ELF2: Implement __start_SECNAME and __stop_SECNAME.
ClosedPublic

Authored by ruiu on Oct 14 2015, 7:15 PM.

Details

Reviewers
davide
rafael
Summary

If a section name is valid as a C identifier (which is rare because of
the leading '.'), linkers are expected to define start_<secname> and
stop_<secname> symbols. They are at beginning and end of the section,
respectively. This is not requested by the ELF standard, but GNU ld and
gold provide this feature.

Diff Detail

Event Timeline

ruiu updated this revision to Diff 37438.Oct 14 2015, 7:15 PM
ruiu retitled this revision from to ELF2: Implement __start_SECNAME and __stop_SECNAME..
ruiu updated this object.
ruiu added a reviewer: rafael.
ruiu added subscribers: llvm-commits, silvas.
davide added a subscriber: davide.Oct 14 2015, 10:34 PM

Rare, maybe, but definitely very useful. Definitely the FreeBSD kernel relies on start/stop and I think also the Linux kernel, although I wouldn't bet on that. The code looks good to me. I would also dump the symbol table to double-check the address of the symbols is the same. I also want to spend some words on this.
In the old linker we had an entire/unfinished pass taking care of start/stop. I know because I spent a fair amount of time trying to understand and finish the feature, without success. Now, could it be I didn't know better, but it looked overly complicated to me at the time.
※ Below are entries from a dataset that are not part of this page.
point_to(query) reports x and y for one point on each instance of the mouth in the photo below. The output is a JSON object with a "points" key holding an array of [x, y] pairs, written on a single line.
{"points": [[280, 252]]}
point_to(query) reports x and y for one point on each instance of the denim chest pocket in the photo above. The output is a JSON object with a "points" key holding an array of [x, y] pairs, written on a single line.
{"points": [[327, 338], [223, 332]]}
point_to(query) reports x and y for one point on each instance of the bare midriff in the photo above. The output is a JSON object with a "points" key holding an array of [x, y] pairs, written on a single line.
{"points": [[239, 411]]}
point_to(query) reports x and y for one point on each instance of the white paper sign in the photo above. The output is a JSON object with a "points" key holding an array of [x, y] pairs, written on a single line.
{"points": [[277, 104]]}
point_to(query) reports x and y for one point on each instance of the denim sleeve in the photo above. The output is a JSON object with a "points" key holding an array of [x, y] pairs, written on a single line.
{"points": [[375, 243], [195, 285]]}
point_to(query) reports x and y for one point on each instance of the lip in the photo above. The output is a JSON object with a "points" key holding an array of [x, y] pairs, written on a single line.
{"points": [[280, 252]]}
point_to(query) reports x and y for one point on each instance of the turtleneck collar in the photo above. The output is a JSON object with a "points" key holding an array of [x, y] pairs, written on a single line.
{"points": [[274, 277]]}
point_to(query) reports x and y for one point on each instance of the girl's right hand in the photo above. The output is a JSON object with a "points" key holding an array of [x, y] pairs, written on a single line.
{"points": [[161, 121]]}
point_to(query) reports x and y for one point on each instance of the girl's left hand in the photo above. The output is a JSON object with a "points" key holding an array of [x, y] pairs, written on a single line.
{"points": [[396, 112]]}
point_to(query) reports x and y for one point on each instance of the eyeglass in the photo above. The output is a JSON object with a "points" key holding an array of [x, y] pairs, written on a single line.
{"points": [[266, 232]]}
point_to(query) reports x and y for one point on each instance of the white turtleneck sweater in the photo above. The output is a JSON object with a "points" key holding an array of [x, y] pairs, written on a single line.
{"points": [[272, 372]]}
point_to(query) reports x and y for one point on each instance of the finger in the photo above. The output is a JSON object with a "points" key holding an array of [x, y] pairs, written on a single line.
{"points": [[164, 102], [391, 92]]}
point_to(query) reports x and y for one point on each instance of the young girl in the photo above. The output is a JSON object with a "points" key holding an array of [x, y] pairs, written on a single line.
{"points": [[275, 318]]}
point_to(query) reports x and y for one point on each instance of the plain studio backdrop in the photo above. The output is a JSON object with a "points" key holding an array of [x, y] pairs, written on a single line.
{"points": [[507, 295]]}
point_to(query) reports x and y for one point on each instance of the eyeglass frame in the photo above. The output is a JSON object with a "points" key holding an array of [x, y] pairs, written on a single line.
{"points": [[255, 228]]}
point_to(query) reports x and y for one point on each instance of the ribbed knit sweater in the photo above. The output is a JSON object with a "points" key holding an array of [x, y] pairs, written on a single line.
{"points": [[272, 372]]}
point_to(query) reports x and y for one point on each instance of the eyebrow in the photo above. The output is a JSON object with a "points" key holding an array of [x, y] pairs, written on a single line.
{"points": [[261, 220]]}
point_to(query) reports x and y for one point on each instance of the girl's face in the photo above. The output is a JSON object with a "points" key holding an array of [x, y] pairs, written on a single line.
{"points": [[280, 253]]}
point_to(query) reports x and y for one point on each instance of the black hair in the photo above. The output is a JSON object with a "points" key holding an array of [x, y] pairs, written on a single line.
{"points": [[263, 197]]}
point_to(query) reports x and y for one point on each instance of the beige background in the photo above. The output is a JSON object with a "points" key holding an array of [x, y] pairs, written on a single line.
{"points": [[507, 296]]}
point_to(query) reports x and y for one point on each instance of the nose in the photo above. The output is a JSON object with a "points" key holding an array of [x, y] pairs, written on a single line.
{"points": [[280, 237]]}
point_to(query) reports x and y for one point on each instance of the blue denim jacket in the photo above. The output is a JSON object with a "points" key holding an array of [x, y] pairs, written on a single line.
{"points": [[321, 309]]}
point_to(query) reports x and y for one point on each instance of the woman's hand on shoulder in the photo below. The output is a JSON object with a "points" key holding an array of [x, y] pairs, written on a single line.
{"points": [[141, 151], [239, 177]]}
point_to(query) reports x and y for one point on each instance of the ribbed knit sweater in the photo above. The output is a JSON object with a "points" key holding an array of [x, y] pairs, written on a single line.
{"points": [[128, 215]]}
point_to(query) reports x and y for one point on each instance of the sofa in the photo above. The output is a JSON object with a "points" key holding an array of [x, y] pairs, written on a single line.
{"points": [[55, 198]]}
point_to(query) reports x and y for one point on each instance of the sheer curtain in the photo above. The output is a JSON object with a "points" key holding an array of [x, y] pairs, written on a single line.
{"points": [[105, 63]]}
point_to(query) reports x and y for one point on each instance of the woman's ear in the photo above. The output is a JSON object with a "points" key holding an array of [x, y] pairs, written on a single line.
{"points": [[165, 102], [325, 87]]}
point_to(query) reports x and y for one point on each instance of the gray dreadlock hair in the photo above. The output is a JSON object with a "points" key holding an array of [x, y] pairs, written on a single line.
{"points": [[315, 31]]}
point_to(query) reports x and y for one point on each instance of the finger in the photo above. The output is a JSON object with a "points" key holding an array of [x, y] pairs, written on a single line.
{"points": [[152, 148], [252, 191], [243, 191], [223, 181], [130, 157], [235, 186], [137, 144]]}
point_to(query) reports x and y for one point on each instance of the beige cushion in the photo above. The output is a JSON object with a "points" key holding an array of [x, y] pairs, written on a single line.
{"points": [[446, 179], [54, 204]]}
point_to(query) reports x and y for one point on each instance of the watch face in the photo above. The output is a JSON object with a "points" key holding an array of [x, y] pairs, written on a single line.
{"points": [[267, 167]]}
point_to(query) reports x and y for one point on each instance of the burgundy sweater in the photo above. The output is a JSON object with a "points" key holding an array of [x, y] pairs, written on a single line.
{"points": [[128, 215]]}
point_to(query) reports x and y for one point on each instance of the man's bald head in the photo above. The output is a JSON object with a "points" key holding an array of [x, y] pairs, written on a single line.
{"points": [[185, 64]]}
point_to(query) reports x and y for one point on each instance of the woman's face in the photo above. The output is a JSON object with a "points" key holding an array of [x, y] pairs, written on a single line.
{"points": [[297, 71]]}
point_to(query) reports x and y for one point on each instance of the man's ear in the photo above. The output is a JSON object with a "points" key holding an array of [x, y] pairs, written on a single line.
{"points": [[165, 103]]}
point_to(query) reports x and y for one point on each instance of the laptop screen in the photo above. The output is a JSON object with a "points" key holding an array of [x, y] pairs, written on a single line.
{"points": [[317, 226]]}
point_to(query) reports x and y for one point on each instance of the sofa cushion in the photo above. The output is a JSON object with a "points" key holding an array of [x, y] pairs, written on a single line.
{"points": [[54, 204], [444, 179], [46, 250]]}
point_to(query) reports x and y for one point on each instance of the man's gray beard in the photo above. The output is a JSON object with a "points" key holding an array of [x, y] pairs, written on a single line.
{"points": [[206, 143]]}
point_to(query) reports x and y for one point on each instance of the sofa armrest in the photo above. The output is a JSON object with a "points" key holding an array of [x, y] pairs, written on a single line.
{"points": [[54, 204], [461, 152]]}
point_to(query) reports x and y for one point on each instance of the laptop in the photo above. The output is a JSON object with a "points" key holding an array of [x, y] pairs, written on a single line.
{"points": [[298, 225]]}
It's nice to see the same feature implemented (without comments) in roughly 10 lines of code.

majnemer added inline comments.
ELF/Writer.cpp
513–526

$ can be used in an identifier in clang:

echo 'int x$a;' | clang -x c -fsyntax-only - ; echo $?
0

gcc as well:

echo 'int x$a;' | clang -x c -fsyntax-only - ; echo $?
0

I'm not familiar enough with this part of the standard but I always thought C identifiers were only:

  • upper/lower case a-z
  • digits 0-9
  • underscore (_)

I checked doc and it seems to confirm: https://msdn.microsoft.com/en-us/library/e7f8y25b.aspx
I also noticed that this is exactly what gold does. If accepting '$' is an extension or clang is wrong here, I don't know, but I don't think we should accept '$' as valid C identifier in this case.

Update: This seems to be GNU C, and even there, it's not guaranteed to be supported on each target https://gcc.gnu.org/onlinedocs/gcc/Dollar-Signs.html

ruiu added a comment.Oct 15 2015, 9:07 AM

I'm familiar with this topic because I once wrote a C compiler from scratch myself. That is a GNU extension to the C language. I don't think we want to allow '$' for this linker feature because I don't see the need to do that. If the feature is standardized and the spec require us to handle '$', I'd do, but this is not something like that.

ruiu updated this revision to Diff 37494.Oct 15 2015, 9:46 AM

Add a test for the symbol table

davide accepted this revision.Oct 15 2015, 9:58 AM
davide added a reviewer: davide.
This revision is now accepted and ready to land.Oct 15 2015, 9:58 AM
davide closed this revision.Oct 16 2015, 3:14 PM